About 50% of amputees don’t use their prosthesis because of relatively basic issues of design—comfort, aesthetic, and controllability. This has led inventor Dean Kamen to famously lament about humanity’s inability to offer our amputees anything better than "a hook on a stick." Put in those terms, the lack of innovation makes your stomach churn.
But soon, a new bionic hand made by Prensilia may change that. Through a highly experimental test surgery, in a project led by Dr. Silvestro Micera of the École Polytechnique Fédérale de Lausanne (EPFL) in Switzerland, the prosthesis will be wired directly into one test patient’s nervous system, which should enable movement through thought alone, along with the ability for the patient to actually feel what touches his or her mechanical hand.
The story almost sounds too amazing to be true. But the upcoming surgery is actually a follow up to a 2009 study in which a simpler, fixed model of the hand was wired into a man’s nervous system to provide a sense of touch. It only had basic sensors embedded in the palm, but the patient was able to wiggle his fingers and feel pricks of a needle. Now, the latest wave of hardware and software technology will enable the transplant of a fully articulating, bionic hand (with sensors distributed in each fingertip, the palm, and the wrist).
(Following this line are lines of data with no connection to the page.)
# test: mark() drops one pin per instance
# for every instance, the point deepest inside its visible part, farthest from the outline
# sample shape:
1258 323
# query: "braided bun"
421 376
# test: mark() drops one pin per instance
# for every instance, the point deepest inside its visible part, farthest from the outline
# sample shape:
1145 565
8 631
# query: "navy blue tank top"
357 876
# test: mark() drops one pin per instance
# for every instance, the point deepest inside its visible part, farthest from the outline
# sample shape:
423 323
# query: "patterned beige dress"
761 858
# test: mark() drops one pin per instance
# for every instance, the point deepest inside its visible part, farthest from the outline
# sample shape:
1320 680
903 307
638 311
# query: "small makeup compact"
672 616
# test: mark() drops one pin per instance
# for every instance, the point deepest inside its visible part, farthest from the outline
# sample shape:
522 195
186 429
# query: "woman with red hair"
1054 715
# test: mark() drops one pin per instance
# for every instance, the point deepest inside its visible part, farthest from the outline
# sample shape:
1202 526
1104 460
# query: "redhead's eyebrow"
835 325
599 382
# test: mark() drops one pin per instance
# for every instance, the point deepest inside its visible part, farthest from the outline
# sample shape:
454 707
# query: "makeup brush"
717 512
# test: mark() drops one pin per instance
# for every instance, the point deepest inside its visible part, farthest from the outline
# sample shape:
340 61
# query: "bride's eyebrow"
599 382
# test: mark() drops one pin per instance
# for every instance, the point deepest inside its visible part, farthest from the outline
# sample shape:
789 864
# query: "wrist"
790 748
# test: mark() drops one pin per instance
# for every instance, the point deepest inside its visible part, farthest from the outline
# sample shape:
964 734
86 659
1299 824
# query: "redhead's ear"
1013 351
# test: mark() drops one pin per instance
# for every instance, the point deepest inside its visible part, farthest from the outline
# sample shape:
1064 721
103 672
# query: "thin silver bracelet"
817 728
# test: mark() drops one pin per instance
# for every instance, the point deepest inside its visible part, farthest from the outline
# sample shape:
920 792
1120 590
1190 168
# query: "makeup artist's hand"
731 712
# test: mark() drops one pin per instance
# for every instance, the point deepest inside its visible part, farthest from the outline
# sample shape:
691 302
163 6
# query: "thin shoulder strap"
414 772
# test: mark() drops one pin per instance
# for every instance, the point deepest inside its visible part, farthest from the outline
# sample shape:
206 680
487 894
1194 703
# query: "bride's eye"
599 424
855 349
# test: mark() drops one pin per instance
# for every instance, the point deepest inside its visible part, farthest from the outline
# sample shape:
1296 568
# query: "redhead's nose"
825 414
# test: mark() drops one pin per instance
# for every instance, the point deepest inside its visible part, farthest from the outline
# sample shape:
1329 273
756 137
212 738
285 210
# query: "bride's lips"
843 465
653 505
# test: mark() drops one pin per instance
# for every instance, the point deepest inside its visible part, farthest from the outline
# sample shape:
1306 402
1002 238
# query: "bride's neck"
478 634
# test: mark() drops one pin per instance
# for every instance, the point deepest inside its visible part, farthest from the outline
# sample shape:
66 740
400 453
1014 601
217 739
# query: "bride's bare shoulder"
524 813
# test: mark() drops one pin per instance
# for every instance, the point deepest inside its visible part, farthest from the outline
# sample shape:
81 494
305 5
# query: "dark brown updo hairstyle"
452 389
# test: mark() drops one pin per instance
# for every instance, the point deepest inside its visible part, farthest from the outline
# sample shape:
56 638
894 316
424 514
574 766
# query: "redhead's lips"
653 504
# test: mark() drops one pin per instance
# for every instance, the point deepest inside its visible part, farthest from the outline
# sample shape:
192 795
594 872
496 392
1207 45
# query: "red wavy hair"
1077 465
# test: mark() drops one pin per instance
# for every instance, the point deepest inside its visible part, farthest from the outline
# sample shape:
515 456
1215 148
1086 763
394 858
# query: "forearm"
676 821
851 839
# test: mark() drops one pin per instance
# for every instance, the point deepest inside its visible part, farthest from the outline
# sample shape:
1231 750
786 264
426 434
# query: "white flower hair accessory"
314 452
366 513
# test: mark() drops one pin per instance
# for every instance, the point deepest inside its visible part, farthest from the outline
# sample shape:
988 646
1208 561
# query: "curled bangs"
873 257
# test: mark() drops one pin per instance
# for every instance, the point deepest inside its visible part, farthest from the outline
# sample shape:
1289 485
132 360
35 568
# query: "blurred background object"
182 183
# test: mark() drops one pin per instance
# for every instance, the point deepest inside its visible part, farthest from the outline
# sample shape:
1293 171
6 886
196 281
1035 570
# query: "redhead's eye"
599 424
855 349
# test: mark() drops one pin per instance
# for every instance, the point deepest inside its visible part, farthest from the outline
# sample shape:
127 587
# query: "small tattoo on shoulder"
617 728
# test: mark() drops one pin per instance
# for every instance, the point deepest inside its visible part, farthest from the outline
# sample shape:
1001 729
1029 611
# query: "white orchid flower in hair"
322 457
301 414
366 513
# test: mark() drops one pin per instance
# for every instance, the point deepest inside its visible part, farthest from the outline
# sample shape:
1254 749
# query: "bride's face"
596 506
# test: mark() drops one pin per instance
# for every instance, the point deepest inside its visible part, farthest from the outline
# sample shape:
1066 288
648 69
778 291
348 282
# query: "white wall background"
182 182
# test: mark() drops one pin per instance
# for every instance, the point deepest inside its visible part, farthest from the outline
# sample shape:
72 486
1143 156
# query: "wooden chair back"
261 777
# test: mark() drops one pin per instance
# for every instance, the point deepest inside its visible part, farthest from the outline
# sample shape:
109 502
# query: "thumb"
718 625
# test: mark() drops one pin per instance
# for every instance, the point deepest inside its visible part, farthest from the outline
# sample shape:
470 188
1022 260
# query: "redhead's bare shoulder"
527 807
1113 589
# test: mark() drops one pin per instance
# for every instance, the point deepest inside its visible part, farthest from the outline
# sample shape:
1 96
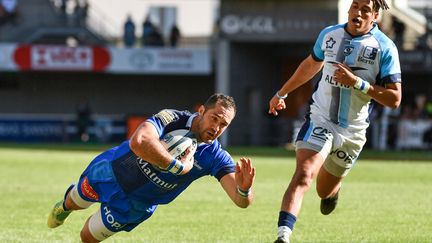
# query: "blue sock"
286 219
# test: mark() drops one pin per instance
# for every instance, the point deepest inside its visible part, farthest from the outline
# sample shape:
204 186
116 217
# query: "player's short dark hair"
218 98
378 4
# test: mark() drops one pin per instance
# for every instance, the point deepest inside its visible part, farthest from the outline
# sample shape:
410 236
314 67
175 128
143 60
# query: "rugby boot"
58 215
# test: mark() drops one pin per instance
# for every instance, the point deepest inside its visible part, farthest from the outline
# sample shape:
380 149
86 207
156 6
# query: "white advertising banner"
160 61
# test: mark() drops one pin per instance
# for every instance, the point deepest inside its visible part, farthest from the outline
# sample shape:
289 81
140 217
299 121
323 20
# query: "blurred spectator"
151 35
63 6
83 119
8 10
399 31
419 111
174 35
129 32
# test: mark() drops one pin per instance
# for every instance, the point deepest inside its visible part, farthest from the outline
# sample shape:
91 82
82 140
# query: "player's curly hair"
378 4
225 100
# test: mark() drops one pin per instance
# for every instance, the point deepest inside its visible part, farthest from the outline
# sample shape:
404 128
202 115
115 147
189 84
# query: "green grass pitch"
381 201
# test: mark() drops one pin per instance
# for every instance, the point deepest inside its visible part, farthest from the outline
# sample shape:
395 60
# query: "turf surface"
381 201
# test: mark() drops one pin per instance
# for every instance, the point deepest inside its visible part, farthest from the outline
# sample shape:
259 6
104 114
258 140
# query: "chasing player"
128 184
359 65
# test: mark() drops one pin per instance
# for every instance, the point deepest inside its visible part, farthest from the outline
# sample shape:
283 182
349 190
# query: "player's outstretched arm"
305 72
146 144
238 185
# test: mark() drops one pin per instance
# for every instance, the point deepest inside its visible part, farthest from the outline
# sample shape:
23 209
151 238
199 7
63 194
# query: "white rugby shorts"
338 147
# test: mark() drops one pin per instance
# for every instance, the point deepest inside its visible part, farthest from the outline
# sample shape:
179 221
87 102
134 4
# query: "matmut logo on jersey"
369 55
151 173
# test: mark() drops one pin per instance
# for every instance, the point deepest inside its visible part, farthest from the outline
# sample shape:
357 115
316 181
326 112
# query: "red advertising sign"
50 57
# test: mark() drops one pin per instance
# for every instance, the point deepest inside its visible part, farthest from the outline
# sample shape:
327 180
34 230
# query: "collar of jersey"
373 31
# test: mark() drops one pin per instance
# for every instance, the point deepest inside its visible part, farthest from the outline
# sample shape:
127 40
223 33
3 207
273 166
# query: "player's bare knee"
303 178
323 192
86 236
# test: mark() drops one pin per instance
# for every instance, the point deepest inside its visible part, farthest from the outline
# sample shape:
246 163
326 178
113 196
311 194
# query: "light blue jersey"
372 56
129 188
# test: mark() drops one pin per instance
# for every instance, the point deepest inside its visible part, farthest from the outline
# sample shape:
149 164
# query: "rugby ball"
176 142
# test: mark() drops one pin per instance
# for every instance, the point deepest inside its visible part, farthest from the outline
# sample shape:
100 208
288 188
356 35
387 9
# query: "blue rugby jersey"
372 56
146 183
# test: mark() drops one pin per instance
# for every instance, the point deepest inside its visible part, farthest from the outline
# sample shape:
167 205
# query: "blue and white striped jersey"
372 56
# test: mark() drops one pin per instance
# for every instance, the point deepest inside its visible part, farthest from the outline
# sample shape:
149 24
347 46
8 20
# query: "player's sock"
65 196
329 204
285 226
60 212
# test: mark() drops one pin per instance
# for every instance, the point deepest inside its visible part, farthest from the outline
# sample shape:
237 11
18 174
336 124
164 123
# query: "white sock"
284 232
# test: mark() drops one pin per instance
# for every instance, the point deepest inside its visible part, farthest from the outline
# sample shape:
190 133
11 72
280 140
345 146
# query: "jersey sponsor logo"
329 79
196 165
111 220
166 116
151 173
368 56
348 50
330 43
343 155
88 191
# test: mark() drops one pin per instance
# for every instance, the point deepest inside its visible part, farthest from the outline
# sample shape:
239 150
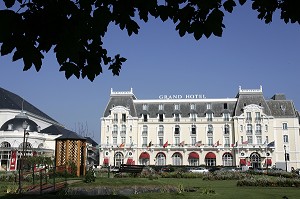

It’s also built with an improved interface that should permit multiple feelings and gestures at once, while the 2009 hand had an extremely limited bandwidth.
That patient will wear the hand for just a month before it’s removed, and then two years later, they’ll receive a more permanent, polished version of the technology.
The human hand has always seemed like an invention that only nature could have made over the course of billions of years. Strong enough to crush an orange, deft enough to thread a needle, we’re downright lucky to be born with a pair of the most perfect tools that respond to our every whim. But it’s their ability to feel that elevates them from another tool to part of us, that enables the thousands of tiny compensations we make all day as we interact to the world with softness and force. That’s why this single invention and single surgery is so exciting—it could solve one of the ultimate human-factor issues in medicine. And better still? Researchers say if all goes well, we’ll see widespread clinical adoption of such prostheses in the not-so-distant future.